The Best Sparkling Wines To Use In Your Champagne Cocktails, According To An Expert

Sparkling wine is the star ingredient behind a slew of famous cocktails. From the French 75 to the eyebrow-raising pornstar martini, this sophisticated beverage has been giving drinks a bubbly flair for decades. You might not give too much thought to the type of sparkling wine you use for these drinks, but you might be missing out on some amazing flavor pairings. Author and award-winning mixologist Cody Goldstein spoke with Tasting Table about his thought process for selecting a sparkling wine for cocktails. He begins by evaluating the drink's tasting notes and using that analysis as inspiration for his wine selection.

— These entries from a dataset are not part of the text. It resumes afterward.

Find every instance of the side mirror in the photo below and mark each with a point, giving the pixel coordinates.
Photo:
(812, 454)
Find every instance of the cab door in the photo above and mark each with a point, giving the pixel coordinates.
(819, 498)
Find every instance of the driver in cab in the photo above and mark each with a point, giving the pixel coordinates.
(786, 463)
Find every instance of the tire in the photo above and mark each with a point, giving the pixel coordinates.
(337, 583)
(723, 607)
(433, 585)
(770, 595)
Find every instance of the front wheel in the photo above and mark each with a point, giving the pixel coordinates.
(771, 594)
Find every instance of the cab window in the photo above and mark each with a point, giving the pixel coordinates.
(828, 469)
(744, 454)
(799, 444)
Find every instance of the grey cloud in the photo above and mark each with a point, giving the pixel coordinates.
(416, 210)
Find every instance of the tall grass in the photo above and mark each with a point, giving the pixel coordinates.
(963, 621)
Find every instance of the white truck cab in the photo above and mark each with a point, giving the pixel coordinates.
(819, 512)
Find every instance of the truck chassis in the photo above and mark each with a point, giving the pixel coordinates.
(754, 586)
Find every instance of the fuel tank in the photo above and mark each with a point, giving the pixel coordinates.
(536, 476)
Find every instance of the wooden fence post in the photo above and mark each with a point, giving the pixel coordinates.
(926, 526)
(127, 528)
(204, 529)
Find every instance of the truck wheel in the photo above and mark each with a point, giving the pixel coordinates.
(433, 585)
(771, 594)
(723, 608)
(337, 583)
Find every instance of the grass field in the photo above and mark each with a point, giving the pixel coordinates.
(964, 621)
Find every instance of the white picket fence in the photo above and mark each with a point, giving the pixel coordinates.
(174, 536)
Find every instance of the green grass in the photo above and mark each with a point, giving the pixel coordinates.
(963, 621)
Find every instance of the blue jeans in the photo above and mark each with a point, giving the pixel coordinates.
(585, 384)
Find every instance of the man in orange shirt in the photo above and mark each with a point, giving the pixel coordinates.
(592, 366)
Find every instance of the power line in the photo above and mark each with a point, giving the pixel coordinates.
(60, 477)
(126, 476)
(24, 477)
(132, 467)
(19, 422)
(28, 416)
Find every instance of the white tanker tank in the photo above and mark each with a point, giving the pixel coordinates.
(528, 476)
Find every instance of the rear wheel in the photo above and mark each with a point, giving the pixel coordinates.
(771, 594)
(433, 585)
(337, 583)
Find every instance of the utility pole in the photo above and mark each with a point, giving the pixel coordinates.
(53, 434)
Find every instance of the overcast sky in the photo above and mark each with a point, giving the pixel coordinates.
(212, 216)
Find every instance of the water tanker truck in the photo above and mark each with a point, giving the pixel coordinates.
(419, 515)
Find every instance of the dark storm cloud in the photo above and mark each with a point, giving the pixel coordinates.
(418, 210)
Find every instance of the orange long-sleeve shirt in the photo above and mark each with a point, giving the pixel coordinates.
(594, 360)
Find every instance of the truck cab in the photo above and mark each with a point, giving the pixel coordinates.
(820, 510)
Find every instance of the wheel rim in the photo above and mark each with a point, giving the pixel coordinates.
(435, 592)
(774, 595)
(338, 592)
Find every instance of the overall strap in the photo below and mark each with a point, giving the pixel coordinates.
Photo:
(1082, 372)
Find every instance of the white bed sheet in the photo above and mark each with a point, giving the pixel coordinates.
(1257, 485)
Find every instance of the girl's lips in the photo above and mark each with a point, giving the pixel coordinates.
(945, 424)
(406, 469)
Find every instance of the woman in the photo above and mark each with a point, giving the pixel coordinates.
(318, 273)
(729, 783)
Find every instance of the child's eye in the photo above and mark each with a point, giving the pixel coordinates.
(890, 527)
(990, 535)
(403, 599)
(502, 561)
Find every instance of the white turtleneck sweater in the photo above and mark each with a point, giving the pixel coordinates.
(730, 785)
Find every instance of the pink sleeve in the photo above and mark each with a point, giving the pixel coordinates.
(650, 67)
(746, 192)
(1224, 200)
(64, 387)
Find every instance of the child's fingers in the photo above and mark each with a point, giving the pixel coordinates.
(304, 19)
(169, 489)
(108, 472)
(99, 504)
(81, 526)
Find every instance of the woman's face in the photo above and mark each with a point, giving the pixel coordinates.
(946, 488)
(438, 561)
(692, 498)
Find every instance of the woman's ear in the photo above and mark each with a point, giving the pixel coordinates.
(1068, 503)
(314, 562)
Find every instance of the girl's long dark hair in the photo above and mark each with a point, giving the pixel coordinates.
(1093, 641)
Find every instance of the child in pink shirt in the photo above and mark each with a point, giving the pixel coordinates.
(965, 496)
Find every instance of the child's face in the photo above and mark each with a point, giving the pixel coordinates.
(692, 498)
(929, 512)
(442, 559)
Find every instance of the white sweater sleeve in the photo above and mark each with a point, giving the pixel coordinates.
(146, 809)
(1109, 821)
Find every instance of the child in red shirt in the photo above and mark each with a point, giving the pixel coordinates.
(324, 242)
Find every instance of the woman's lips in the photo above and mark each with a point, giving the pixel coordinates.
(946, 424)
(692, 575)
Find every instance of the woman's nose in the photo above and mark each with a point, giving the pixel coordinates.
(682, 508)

"If you are pulling from Spanish flavors in a cocktail, then incorporating Cava will tie a lot of the storytelling and flavors together," he explained. "A nice bottle of Sekt from Germany can bring more fruit-forward flavors such as apple, stone fruit, and citrus." He did, however, warn against using Champagne as a mixer because of its intricacies. In his opinion, Champagne should be savored and celebrated as a drink's main component, not a splash at the very end. His go-to for a neutral sparkling wine mixer is a bottle of Prosecco or Crement.

"The bubbles tend to be a bit larger in size and make the drinking experience more enjoyable when not just sipping," Goldstein told Tasting Table. He pointed out that these wines hold up well to juices and syrups, such as the line of syrups he produced through his hospitality group Muddling Memories.

Is a sweet or dry sparkling wine better for cocktails?

If you're wondering whether you should use a dry or sweet sparkling wine, there's no clear-cut answer. Cody Goldstein recommended focusing on creating a harmonious pairing between the cocktail's other components and the sparkling wine.

"A cocktail such as an Aperol spritz, which prides itself on being bubbly, typically uses Prosecco as the base so as not to make the drink overly sweet," said Goldstein. "French 75s rely heavily on citrus and sweet, and so a brut Champagne with some sweetness but [that's] not overly sweet can be a good marriage in balance."

Of course, the choice also depends on personal preference. You can choose whether you want a sweeter touch to your cocktail or if you want a more neutral flavor. Goldstein explained that different types of Champagne are classified by sweetness, giving you a reliable guide for selecting one based on this aspect. Brut is the driest Champagne can be — the sweetness only increases from there.